Sepulang kuliah pagi itu, sungguh ingin sekali kutanyakan tentang perubahan besar yang terjadi dalam dirinya. Tapi sayang hari itu teramat pendek karena kami harus berangkat jum’atan tepat jam 12.00 wita.
Keesokan harinya aku bertekad aku harus bisa menndapatkan jawaban tentang perubahan-perubahan itu.
“An, kamu tidak dendam pada saya?” tanyaku
“Masa’ aku dendam Rid, kan sesama ummat Islam tidak boleh mendendam, gak ngomong tiga hari aja karena dendam kita diancam kafir rid “katanya memberiku penjelasan.
“Lalu apa yang kamu harapkan lagi sama aku An?” tanyaku berharap dia mau mengungkapkan bahwa ia tidak mencintaiku lagi karena sakit hati yang kemarin.
“Rid, Aku yakin ketika hatiku mengatakan aku mencintaimu, maka sesungguhnya kamu juga mencintaiku, tapi sudahlah aku tidak mau terjebak dalam hal ini, cukup kita saling mencintai sebagai teman saja, ku fikir itu sudah lebih dari cukup”.
Aku tambah heran dengan ucapan itu, bagaimana mungkin secepat itu Anisa Berubah. Padahal hari lalu akulah yang menawarkan kata persahaban itu tapi justru dia mau sebagai pacar, sekarang kebalik dia mau dicintai sebagai sahabat tidak sebagai pacar.
Terakhir aku ketahui dari sahabatnya Firda, bahwa ternyata Anisa sekarang sudah gemar ikut ceramah-ceramah agama bersamanya. Kebetulan saja pada pekan lalu dia mendapatkan ceramah tentang manajemen cinta, tema yang sama seperti yang pernah aku terima dengan teman-temanku.

***

“Rid, Ni ada kiriman dari Anisa!” Panggil mamaku yang tengah menyapu teras pagi sekitar jam tujuh. Kuhampiri dia dan akupun terejut karena ternyata Anisa datang ke rumahku, dia bersama firda memang special mengantar sepucuk kertas unggu bergambar kaligrafi arab yang merupakan kata-kata sayyidinaAli Karramallahu Wajhahu. “Habbib Habibaka haunan ma sya’a, an yakuna baghidaka yauman ma, wa abghid hawnan ma asa an yakuna habibaka yauman ma”(Cintai kekasihmu sekedarnya saja karena bisa saja suatu hari dia menjadi orang yang membencimu, dan bencilah musuhmu sekedarnya saja, karena bisa jadi pada suatu hari dia akan menjadi kekasihmu). Kubalik kertas ungu itu, disana tertera sya’ir Ibnu Qayyim Al-Jauziyah seperti yang pernah dikutip Iip Wijayanto dalam bukunya.

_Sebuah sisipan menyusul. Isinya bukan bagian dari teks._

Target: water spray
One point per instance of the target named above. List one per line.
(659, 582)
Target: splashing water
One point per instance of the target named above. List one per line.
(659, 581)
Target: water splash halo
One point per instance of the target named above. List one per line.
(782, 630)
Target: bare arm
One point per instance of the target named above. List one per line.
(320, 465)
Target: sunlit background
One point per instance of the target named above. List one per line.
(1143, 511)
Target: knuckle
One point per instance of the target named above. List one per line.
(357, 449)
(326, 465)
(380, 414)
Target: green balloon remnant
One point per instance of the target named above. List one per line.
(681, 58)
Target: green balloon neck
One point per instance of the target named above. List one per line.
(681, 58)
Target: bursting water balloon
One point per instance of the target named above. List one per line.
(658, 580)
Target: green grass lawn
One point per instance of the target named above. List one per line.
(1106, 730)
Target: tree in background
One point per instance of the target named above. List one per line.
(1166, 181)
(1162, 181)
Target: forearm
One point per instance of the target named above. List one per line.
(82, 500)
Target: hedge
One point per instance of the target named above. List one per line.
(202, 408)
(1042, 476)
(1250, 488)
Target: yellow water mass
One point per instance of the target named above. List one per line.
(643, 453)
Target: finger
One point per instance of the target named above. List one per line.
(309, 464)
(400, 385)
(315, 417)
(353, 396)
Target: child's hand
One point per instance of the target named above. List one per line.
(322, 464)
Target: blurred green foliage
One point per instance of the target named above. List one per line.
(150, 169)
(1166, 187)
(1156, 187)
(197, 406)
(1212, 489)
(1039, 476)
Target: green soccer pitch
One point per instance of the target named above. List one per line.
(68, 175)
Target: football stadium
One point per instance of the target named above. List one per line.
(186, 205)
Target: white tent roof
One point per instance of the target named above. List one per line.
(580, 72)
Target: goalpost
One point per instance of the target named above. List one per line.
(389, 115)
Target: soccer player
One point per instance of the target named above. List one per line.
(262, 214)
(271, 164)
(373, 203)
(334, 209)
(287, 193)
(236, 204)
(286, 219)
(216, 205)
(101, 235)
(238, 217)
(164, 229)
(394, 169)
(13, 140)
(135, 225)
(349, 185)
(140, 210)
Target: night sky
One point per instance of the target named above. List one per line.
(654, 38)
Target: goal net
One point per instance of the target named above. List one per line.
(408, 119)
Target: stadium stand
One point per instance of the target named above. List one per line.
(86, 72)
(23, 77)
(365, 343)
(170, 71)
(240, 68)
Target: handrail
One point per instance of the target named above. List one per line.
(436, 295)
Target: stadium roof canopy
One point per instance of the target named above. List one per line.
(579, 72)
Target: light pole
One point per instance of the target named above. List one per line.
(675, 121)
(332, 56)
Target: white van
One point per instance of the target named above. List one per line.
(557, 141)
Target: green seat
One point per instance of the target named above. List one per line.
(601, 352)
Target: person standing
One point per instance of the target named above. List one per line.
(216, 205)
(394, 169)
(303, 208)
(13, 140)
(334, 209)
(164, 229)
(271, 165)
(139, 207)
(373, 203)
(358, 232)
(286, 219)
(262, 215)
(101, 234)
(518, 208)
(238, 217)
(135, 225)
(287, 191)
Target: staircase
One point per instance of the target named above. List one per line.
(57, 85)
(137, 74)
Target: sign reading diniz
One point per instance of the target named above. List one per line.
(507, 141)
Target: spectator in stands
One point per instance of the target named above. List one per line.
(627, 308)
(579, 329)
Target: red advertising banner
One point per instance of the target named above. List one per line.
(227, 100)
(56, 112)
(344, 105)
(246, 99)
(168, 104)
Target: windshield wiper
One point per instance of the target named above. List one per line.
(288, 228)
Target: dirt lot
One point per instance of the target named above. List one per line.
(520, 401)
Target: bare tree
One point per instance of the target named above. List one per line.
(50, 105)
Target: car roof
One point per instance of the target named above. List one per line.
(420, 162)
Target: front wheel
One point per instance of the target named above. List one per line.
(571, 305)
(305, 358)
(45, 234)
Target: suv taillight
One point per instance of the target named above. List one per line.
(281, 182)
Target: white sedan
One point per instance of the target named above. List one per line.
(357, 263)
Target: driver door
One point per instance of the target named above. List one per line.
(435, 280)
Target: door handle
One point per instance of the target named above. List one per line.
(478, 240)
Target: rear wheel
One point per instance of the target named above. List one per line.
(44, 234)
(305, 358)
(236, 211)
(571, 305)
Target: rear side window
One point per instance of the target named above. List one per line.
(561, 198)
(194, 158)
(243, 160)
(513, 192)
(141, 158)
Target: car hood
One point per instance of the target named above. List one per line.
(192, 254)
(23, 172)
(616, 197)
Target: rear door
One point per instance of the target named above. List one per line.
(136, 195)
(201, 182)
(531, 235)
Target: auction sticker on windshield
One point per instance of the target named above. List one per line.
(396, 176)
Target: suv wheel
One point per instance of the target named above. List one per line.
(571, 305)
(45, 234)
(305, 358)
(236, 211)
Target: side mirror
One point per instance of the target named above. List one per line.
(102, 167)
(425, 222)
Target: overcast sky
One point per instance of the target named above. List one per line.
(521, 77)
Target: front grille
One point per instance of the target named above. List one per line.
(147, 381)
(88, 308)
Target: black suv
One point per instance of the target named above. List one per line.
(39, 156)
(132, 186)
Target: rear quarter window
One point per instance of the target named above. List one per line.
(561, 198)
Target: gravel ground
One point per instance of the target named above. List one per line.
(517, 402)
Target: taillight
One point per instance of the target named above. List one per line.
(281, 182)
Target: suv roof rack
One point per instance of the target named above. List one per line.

Kupunya sekeping hati yang ditebari cinta
Karena cinta ia rela menghadapi penyiksa
Cinta merebut dirimu dengan pengorbanan jiwa
Kan kutebus pula dengan sesuatu di atas jiwa

Syair Ibnu Qayyim yang menggambarkan kondisi ideal dalam kehidupan kita mencintai dan dicintai “Bumi mencintai langit dan langit mencintai bumi” bukan “bumi mencintai Bumi dan Langit Mencintai langit”. Wassalam.